StreamingResponse keeps the HTTP connection open and sends chunks as they’re generated. The frontend receives them in real-time.

Local Development Server

if __name__ == "__main__":
    import uvicorn
    uvicorn.run(app, host="0.0.0.0", port=8000)

Run with python main.py and the server starts on port 8000. 0.0.0.0 means it accepts connections from any IP (useful for testing from other devices).

Step 3: Frontend (Streamlit)

Create streamlit_app.py:

Complete Frontend Code

import streamlit as st
import requests
import json
import uuid

st.set_page_config(page_title="Personal AI Assistant", page_icon="🤖", layout="wide")

def normalize_email(email: str) -> str:
    return (email or "").strip().lower()

def stable_user_id_from_email(email: str) -> str:
    return uuid.uuid5(uuid.NAMESPACE_DNS, normalize_email(email)).hex

# Session state
if 'messages' not in st.session_state:
    st.session_state.messages = []
if 'user_name' not in st.session_state:
    st.session_state.user_name = None
if 'email' not in st.session_state:
    st.session_state.email = None
if 'user_id' not in st.session_state:
    st.session_state.user_id = None

st.title("🤖 Personal AI Assistant")
st.markdown("*Your AI that learns and remembers*")

with st.sidebar:
    st.header("👤 User Profile")
    
    if not st.session_state.user_name or not st.session_state.email:
        name = st.text_input("What should I call you?")
        email = st.text_input("Email", placeholder="you@example.com")
        
        if st.button("Get Started"):
            if name and email:
                st.session_state.user_name = name
                st.session_state.email = normalize_email(email)
                st.session_state.user_id = stable_user_id_from_email(st.session_state.email)
                st.session_state.messages.append({
                    "role": "user",
                    "content": f"Hi!
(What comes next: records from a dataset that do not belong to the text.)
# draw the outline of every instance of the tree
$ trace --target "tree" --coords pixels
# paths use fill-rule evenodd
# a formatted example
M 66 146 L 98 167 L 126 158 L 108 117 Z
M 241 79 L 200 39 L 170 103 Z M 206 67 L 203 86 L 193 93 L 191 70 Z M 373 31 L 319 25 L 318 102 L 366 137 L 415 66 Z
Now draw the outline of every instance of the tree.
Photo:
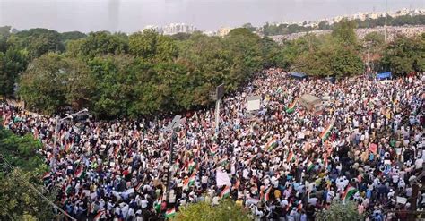
M 65 43 L 68 40 L 77 40 L 77 39 L 84 38 L 87 37 L 86 34 L 80 31 L 63 32 L 60 35 L 61 35 L 61 40 L 64 43 Z
M 8 49 L 0 52 L 0 95 L 12 97 L 19 73 L 27 67 L 27 59 L 18 50 Z
M 120 34 L 111 35 L 108 31 L 91 32 L 80 45 L 79 54 L 92 58 L 108 54 L 125 54 L 128 50 L 128 42 Z
M 47 166 L 38 153 L 39 149 L 41 143 L 31 135 L 20 137 L 0 124 L 0 154 L 14 167 L 0 171 L 0 220 L 53 218 L 51 206 L 29 186 L 32 183 L 43 195 L 54 199 L 54 191 L 47 192 L 40 182 Z
M 11 41 L 15 48 L 28 50 L 30 58 L 37 58 L 48 52 L 62 52 L 65 49 L 61 35 L 52 30 L 30 29 L 14 35 Z
M 35 59 L 21 76 L 19 94 L 27 106 L 47 115 L 66 105 L 69 64 L 58 54 Z
M 399 36 L 385 49 L 383 63 L 395 74 L 425 71 L 425 38 Z
M 152 58 L 156 52 L 158 33 L 152 30 L 132 34 L 128 38 L 130 53 L 134 55 Z
M 334 201 L 327 209 L 319 210 L 316 213 L 318 221 L 325 220 L 363 220 L 363 217 L 357 211 L 357 204 L 352 201 L 343 204 L 341 201 Z
M 356 23 L 353 21 L 344 19 L 334 25 L 332 36 L 344 47 L 356 46 L 357 36 L 354 31 L 355 28 Z
M 175 220 L 252 220 L 248 210 L 236 205 L 232 200 L 221 201 L 217 206 L 206 202 L 189 204 L 186 208 L 180 207 Z

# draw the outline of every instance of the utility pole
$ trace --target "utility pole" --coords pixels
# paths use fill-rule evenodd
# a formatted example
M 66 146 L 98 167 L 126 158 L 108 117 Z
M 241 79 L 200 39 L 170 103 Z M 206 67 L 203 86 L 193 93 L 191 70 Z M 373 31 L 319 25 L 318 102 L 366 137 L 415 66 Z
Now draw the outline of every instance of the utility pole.
M 169 189 L 171 189 L 171 177 L 173 176 L 173 172 L 171 171 L 171 166 L 174 164 L 174 140 L 176 137 L 175 131 L 180 126 L 181 115 L 176 115 L 173 120 L 169 123 L 165 128 L 166 132 L 171 132 L 171 139 L 169 140 L 169 171 L 167 173 L 167 186 L 165 190 L 165 198 L 166 202 L 169 201 Z
M 386 0 L 386 26 L 384 31 L 384 43 L 386 43 L 386 17 L 388 15 L 388 0 Z
M 13 166 L 9 163 L 9 161 L 6 159 L 6 157 L 4 157 L 4 156 L 3 156 L 2 154 L 0 154 L 0 162 L 3 161 L 4 163 L 4 166 L 9 167 L 9 169 L 11 171 L 13 171 L 14 168 Z M 51 201 L 50 200 L 48 200 L 42 192 L 40 192 L 39 191 L 39 189 L 37 189 L 33 184 L 30 183 L 27 180 L 22 178 L 21 176 L 18 176 L 21 181 L 26 185 L 28 186 L 30 189 L 28 189 L 29 191 L 32 191 L 34 192 L 36 192 L 37 194 L 39 194 L 46 202 L 48 202 L 48 204 L 50 204 L 53 208 L 56 208 L 57 210 L 59 210 L 61 213 L 63 213 L 65 216 L 68 217 L 71 220 L 74 221 L 74 220 L 77 220 L 76 218 L 71 217 L 71 215 L 69 215 L 68 213 L 66 213 L 64 209 L 62 209 L 59 206 L 56 205 L 53 201 Z
M 220 132 L 220 105 L 224 96 L 224 84 L 221 84 L 215 88 L 215 90 L 210 92 L 210 98 L 215 100 L 215 135 L 218 136 Z
M 368 41 L 368 61 L 366 63 L 366 72 L 369 72 L 370 66 L 370 41 Z

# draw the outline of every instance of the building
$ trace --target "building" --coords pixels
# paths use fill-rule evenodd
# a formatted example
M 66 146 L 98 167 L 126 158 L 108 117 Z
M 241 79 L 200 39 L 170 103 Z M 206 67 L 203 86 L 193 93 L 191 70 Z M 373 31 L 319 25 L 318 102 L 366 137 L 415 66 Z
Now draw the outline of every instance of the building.
M 143 30 L 152 30 L 163 35 L 174 35 L 177 33 L 192 33 L 196 30 L 196 28 L 195 28 L 195 26 L 193 25 L 188 25 L 185 23 L 170 23 L 163 27 L 156 25 L 148 25 L 144 27 Z
M 230 32 L 230 28 L 220 28 L 218 30 L 217 30 L 217 36 L 220 36 L 220 37 L 224 37 L 226 36 L 227 34 L 229 34 L 229 32 Z

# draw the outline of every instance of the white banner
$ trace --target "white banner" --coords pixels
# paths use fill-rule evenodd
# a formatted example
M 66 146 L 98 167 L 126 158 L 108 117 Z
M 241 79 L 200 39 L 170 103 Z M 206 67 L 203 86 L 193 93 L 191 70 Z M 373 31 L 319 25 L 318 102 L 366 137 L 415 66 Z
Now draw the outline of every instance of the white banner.
M 230 178 L 229 178 L 229 175 L 225 172 L 217 170 L 217 185 L 231 187 Z

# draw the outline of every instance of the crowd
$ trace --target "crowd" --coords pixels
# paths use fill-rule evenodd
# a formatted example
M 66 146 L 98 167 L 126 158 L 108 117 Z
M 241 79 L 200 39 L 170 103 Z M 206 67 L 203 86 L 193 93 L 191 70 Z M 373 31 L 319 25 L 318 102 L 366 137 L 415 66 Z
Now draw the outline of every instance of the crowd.
M 43 142 L 50 168 L 45 183 L 80 220 L 156 220 L 170 216 L 170 208 L 219 204 L 226 193 L 258 220 L 314 220 L 334 200 L 356 202 L 371 220 L 403 220 L 405 213 L 389 209 L 410 208 L 422 171 L 423 83 L 423 74 L 332 84 L 265 70 L 223 99 L 218 134 L 213 109 L 184 115 L 172 165 L 170 134 L 163 130 L 169 118 L 66 121 L 54 145 L 54 118 L 0 108 L 4 127 Z M 296 103 L 303 94 L 325 98 L 323 111 L 315 115 Z M 263 100 L 255 116 L 247 111 L 250 95 Z M 218 174 L 230 185 L 219 185 Z M 420 191 L 418 209 L 424 199 Z

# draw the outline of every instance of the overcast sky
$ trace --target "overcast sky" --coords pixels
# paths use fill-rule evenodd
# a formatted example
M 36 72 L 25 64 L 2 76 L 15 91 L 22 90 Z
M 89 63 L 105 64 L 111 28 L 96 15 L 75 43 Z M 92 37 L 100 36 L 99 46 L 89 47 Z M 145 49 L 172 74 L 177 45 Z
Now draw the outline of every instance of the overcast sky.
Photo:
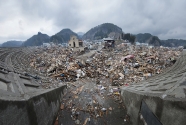
M 0 43 L 64 28 L 87 32 L 102 23 L 125 33 L 186 39 L 185 15 L 186 0 L 0 0 Z

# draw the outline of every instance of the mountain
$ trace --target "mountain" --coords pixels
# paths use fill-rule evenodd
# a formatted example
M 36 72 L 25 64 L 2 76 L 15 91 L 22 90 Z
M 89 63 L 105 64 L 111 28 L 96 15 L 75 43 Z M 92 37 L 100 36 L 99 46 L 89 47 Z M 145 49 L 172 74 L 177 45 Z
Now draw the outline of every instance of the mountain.
M 57 34 L 51 36 L 50 41 L 53 43 L 67 43 L 70 40 L 70 36 L 75 35 L 78 37 L 76 33 L 74 33 L 70 29 L 63 29 Z
M 50 41 L 50 37 L 47 34 L 42 34 L 38 32 L 37 35 L 32 36 L 25 42 L 23 42 L 22 46 L 40 46 L 43 43 L 48 43 Z
M 4 42 L 1 47 L 20 47 L 22 45 L 22 41 L 15 41 L 15 40 L 12 40 L 12 41 L 7 41 L 7 42 Z
M 96 40 L 105 37 L 114 37 L 116 39 L 121 37 L 122 33 L 123 31 L 120 27 L 112 23 L 104 23 L 90 29 L 83 35 L 82 39 Z
M 83 33 L 83 32 L 77 32 L 77 35 L 78 35 L 79 38 L 82 38 L 84 34 L 85 33 Z
M 178 47 L 178 46 L 186 45 L 186 40 L 182 40 L 182 39 L 160 40 L 157 36 L 153 36 L 150 33 L 137 34 L 135 41 L 138 41 L 140 43 L 148 43 L 154 46 L 165 46 L 165 47 Z
M 140 43 L 146 43 L 147 40 L 149 40 L 152 37 L 150 33 L 139 33 L 136 35 L 136 41 Z
M 161 45 L 166 46 L 166 47 L 185 46 L 186 45 L 186 40 L 182 40 L 182 39 L 161 40 Z
M 148 43 L 149 45 L 153 46 L 161 46 L 161 40 L 157 36 L 153 36 L 150 33 L 140 33 L 135 35 L 135 41 L 140 43 Z

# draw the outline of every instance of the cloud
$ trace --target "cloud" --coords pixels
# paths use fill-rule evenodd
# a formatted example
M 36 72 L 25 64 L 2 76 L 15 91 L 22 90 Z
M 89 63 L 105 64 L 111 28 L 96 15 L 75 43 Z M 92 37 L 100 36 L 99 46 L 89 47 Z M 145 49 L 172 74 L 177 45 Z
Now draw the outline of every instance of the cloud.
M 0 43 L 63 28 L 87 32 L 114 23 L 126 33 L 186 39 L 185 0 L 0 0 Z

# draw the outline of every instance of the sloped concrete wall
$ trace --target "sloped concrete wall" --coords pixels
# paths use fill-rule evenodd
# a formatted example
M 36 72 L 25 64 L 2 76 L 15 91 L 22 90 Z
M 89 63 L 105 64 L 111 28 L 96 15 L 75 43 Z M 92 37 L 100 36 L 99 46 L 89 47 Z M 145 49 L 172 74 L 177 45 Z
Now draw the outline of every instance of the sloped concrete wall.
M 164 100 L 157 96 L 122 90 L 122 99 L 132 125 L 143 125 L 140 120 L 142 100 L 163 125 L 186 125 L 186 101 Z
M 121 89 L 132 125 L 140 120 L 142 101 L 163 125 L 186 125 L 186 50 L 176 63 L 162 74 Z M 146 116 L 150 121 L 152 118 Z M 154 123 L 151 123 L 151 125 Z
M 0 100 L 0 125 L 52 125 L 66 86 L 44 93 L 29 93 L 27 100 Z

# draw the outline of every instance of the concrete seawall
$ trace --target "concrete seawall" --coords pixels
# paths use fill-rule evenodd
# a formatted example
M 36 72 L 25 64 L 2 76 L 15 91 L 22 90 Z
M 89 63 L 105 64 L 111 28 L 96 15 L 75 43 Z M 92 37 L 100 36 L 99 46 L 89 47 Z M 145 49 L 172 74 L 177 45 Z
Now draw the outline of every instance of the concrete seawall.
M 186 51 L 170 69 L 123 87 L 121 95 L 132 125 L 186 124 Z
M 0 125 L 52 125 L 65 89 L 27 93 L 29 99 L 0 99 Z

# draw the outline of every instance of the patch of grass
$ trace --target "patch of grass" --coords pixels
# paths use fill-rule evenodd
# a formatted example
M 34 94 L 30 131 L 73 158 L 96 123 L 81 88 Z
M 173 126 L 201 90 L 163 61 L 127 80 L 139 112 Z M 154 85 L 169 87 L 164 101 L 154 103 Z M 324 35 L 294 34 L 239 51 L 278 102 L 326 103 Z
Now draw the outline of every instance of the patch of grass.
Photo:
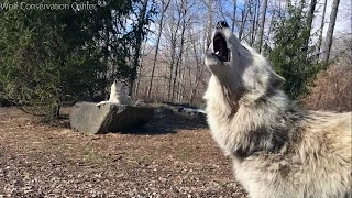
M 85 161 L 88 161 L 88 162 L 100 162 L 102 160 L 99 153 L 94 150 L 86 150 L 84 152 L 84 156 L 85 156 Z

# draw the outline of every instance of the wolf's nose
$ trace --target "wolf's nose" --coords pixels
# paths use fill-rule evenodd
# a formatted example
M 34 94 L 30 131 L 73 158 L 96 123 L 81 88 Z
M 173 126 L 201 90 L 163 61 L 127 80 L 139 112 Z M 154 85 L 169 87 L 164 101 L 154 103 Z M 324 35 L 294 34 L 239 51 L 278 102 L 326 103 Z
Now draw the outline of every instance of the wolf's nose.
M 219 21 L 217 24 L 217 29 L 229 28 L 229 24 L 226 21 Z

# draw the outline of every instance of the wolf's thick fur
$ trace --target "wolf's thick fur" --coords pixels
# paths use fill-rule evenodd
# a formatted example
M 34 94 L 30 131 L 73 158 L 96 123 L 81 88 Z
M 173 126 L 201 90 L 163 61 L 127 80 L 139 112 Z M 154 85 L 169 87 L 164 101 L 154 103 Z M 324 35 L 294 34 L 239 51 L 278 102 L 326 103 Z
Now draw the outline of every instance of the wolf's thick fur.
M 351 197 L 351 112 L 300 110 L 262 55 L 228 28 L 217 34 L 230 58 L 221 61 L 213 43 L 206 54 L 208 123 L 250 197 Z
M 128 106 L 132 106 L 132 99 L 130 96 L 128 96 L 122 88 L 122 84 L 116 79 L 113 80 L 113 84 L 111 85 L 110 88 L 110 97 L 108 101 L 101 101 L 99 103 L 97 103 L 96 106 L 101 106 L 103 103 L 119 103 L 119 105 L 128 105 Z

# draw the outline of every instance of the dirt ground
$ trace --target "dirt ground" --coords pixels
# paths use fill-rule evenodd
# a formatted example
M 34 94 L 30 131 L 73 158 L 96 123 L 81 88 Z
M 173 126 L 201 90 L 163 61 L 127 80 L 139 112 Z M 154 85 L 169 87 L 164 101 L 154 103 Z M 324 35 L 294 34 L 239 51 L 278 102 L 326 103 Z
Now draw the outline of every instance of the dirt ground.
M 74 132 L 0 108 L 1 197 L 245 197 L 204 119 L 157 114 L 131 133 Z

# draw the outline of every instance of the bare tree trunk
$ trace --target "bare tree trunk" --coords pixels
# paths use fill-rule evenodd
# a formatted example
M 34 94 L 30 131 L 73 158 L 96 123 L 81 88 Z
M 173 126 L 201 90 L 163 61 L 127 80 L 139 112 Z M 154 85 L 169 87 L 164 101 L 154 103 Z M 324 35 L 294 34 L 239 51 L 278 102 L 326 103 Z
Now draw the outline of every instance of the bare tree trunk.
M 131 68 L 131 77 L 130 77 L 130 90 L 129 95 L 132 96 L 133 94 L 133 86 L 134 81 L 136 79 L 136 74 L 138 74 L 138 67 L 139 67 L 139 62 L 141 57 L 141 46 L 142 46 L 142 40 L 143 40 L 143 26 L 144 26 L 144 20 L 145 20 L 145 13 L 146 13 L 146 8 L 147 8 L 147 1 L 143 1 L 143 6 L 141 9 L 141 13 L 139 15 L 139 24 L 138 24 L 138 30 L 136 30 L 136 41 L 135 41 L 135 52 L 132 61 L 132 68 Z
M 231 26 L 232 32 L 234 32 L 234 26 L 235 26 L 235 10 L 237 10 L 237 7 L 238 7 L 238 2 L 237 2 L 237 0 L 233 0 L 233 15 L 232 15 L 232 26 Z
M 261 13 L 261 18 L 260 18 L 260 30 L 258 30 L 258 33 L 256 34 L 256 40 L 255 40 L 256 50 L 258 53 L 262 52 L 266 8 L 267 8 L 267 0 L 264 0 L 263 6 L 262 6 L 262 13 Z
M 337 22 L 339 3 L 340 3 L 340 0 L 333 0 L 333 2 L 332 2 L 332 10 L 331 10 L 331 14 L 330 14 L 329 29 L 328 29 L 327 40 L 326 40 L 326 44 L 324 44 L 324 52 L 322 54 L 322 62 L 324 62 L 324 63 L 328 63 L 329 57 L 330 57 L 330 51 L 331 51 L 332 38 L 333 38 L 332 36 L 333 36 L 334 24 Z
M 258 2 L 257 0 L 252 0 L 251 1 L 253 4 L 253 8 L 251 8 L 250 10 L 250 13 L 251 13 L 251 20 L 252 20 L 252 30 L 251 30 L 251 40 L 250 40 L 250 45 L 253 45 L 254 44 L 254 38 L 255 38 L 255 34 L 256 34 L 256 24 L 257 24 L 257 10 L 258 10 Z
M 179 53 L 178 53 L 178 57 L 176 61 L 176 65 L 175 65 L 175 76 L 174 76 L 174 82 L 173 82 L 173 96 L 172 99 L 174 99 L 175 97 L 175 90 L 176 90 L 176 81 L 178 78 L 178 73 L 180 72 L 180 64 L 183 63 L 183 53 L 184 53 L 184 44 L 185 44 L 185 32 L 186 32 L 186 28 L 187 28 L 187 23 L 186 23 L 186 15 L 188 12 L 187 9 L 188 2 L 187 0 L 183 0 L 182 1 L 182 8 L 179 10 L 179 16 L 183 19 L 183 23 L 182 23 L 182 34 L 180 34 L 180 46 L 179 46 Z M 179 91 L 179 90 L 178 90 Z M 179 92 L 177 92 L 178 95 Z M 176 97 L 177 100 L 178 97 Z
M 305 57 L 306 62 L 308 61 L 308 46 L 309 46 L 309 38 L 310 38 L 310 32 L 311 32 L 311 25 L 312 20 L 315 18 L 315 11 L 316 11 L 317 0 L 310 0 L 308 16 L 307 16 L 307 32 L 306 32 L 306 41 L 305 41 Z
M 204 48 L 204 53 L 207 52 L 209 48 L 209 45 L 211 43 L 211 34 L 212 34 L 212 18 L 213 18 L 213 9 L 212 9 L 212 2 L 213 0 L 207 0 L 206 7 L 208 9 L 208 21 L 207 21 L 207 28 L 206 28 L 206 46 Z
M 239 31 L 239 40 L 242 41 L 243 38 L 243 32 L 246 23 L 246 18 L 249 14 L 248 7 L 250 7 L 250 3 L 245 3 L 242 10 L 242 18 L 241 18 L 241 25 L 240 25 L 240 31 Z
M 321 42 L 322 42 L 322 32 L 323 32 L 323 25 L 326 20 L 326 11 L 327 11 L 327 1 L 324 0 L 323 9 L 322 9 L 322 15 L 321 15 L 321 23 L 320 23 L 320 30 L 319 30 L 319 41 L 318 41 L 318 55 L 317 55 L 317 63 L 319 63 L 320 57 L 320 50 L 321 50 Z
M 154 73 L 155 73 L 155 65 L 156 65 L 156 59 L 157 59 L 157 54 L 158 54 L 158 47 L 161 43 L 161 37 L 162 37 L 162 32 L 163 32 L 163 22 L 164 22 L 164 15 L 165 12 L 169 6 L 170 0 L 167 1 L 162 1 L 162 13 L 161 13 L 161 21 L 158 25 L 158 33 L 156 36 L 156 44 L 155 44 L 155 53 L 154 53 L 154 59 L 153 59 L 153 68 L 152 68 L 152 75 L 151 75 L 151 81 L 150 81 L 150 87 L 147 90 L 147 98 L 151 99 L 151 92 L 153 89 L 153 79 L 154 79 Z

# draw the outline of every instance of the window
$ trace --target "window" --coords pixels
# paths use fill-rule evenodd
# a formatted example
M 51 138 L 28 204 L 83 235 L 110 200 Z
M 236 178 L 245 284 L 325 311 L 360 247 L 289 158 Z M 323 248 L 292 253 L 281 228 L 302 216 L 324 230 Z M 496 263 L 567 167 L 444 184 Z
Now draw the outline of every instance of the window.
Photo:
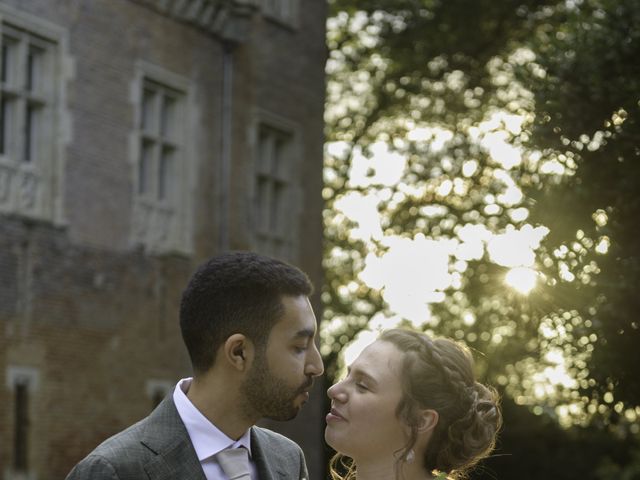
M 10 366 L 7 386 L 13 399 L 13 449 L 8 478 L 22 478 L 30 470 L 30 444 L 33 437 L 31 411 L 33 392 L 38 386 L 38 371 L 31 367 Z
M 300 0 L 262 0 L 264 15 L 290 27 L 297 27 Z
M 136 82 L 133 241 L 153 253 L 190 253 L 187 82 L 146 66 Z
M 58 220 L 62 34 L 0 6 L 0 212 Z
M 256 249 L 287 256 L 291 219 L 292 135 L 266 124 L 258 127 L 254 196 Z

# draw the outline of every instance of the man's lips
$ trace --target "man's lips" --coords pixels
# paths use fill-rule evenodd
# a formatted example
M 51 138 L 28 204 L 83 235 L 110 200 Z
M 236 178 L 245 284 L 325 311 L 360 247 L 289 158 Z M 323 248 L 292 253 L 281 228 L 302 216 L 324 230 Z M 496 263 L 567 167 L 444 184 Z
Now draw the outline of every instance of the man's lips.
M 346 418 L 338 412 L 335 408 L 331 407 L 331 411 L 327 413 L 326 417 L 327 422 L 335 422 L 335 421 L 346 421 Z

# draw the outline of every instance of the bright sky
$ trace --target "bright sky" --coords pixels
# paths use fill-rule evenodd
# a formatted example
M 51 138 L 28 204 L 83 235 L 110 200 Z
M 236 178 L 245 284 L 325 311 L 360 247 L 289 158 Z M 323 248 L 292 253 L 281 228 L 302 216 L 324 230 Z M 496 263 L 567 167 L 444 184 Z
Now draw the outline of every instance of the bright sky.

My name is {name}."
                })
                st.rerun()
            else:
                st.warning("Please enter both fields.")
    else:
        st.write(f"**Name:** {st.session_state.user_name}")
        st.write(f"**Email:** {st.session_state.email}")
        if st.button("Reset Conversation"):
            st.session_state.messages = []
            st.rerun()

if st.session_state.user_name and st.session_state.email:
    for message in st.session_state.messages:
        with st.chat_message(message["role"]):
            st.markdown(message["content"])
    
    if prompt := st.chat_input("Message..."):
        st.session_state.messages.append({"role": "user", "content": prompt})
        with st.chat_message("user"):
            st.markdown(prompt)
        
        with st.chat_message("assistant"):
            try:
                response = requests.post(
                    "http://localhost:8000/chat",
                    json={
                        "messages": st.session_state.messages,
                        "email": st.session_state.email
                    },
                    stream=True,
                    timeout=30
                )
                
                if response.status_code == 200:
                    full_response = ""
                    for line in response.iter_lines():
                        if line:
                            try:
                                data = json.loads(line.decode('utf-8').replace('data: ', ''))
                                if 'content' in data:
                                    full_response += data['content']
                            except:
                                continue
                    
                    st.markdown(full_response)
                    st.session_state.messages.append({"role": "assistant", "content": full_response})
                else:
                    st.error(f"Error: {response.status_code}")
            except Exception as e:
                st.error(f"Error: {e}")
else:
    st.info("Please enter your profile in the sidebar")

Step 4: Run It

Terminal 1 - Start backend:

python main.py

Terminal 2 - Start frontend:

streamlit run streamlit_app.py

Open http://localhost:8501 in your browser.

TypeScript Implementation

Step 1: Project Setup

npx create-next-app@latest personal-ai --typescript --tailwind --app
cd personal-ai
npm install @supermemory/tools ai @ai-sdk/openai

Create .env.local:

SUPERMEMORY_API_KEY=your_supermemory_key_here
OPENAI_API_KEY=your_openai_key_here

Step 2: API Route

Create app/api/chat/route.ts. Let’s break it down:

Import Dependencies

import { streamText } from 'ai'
import { createOpenAI } from '@ai-sdk/openai'
import { supermemoryTools } from '@supermemory/tools/ai-sdk'

streamText: Vercel AI SDK function that handles streaming responses and tool calling
createOpenAI: Factory function to create an OpenAI provider
supermemoryTools: Pre-built tools for memory search and storage

Initialize OpenAI Provider

const openai = createOpenAI({
  apiKey: process.env.OPENAI_API_KEY!
})

Creates an OpenAI provider configured with your API key. The ! tells TypeScript “this definitely exists” (because we set it in .env.local). This provider object will be passed to streamText to specify which AI model to use.

Define System Prompt

const SYSTEM_PROMPT = `You are a highly personalized AI assistant.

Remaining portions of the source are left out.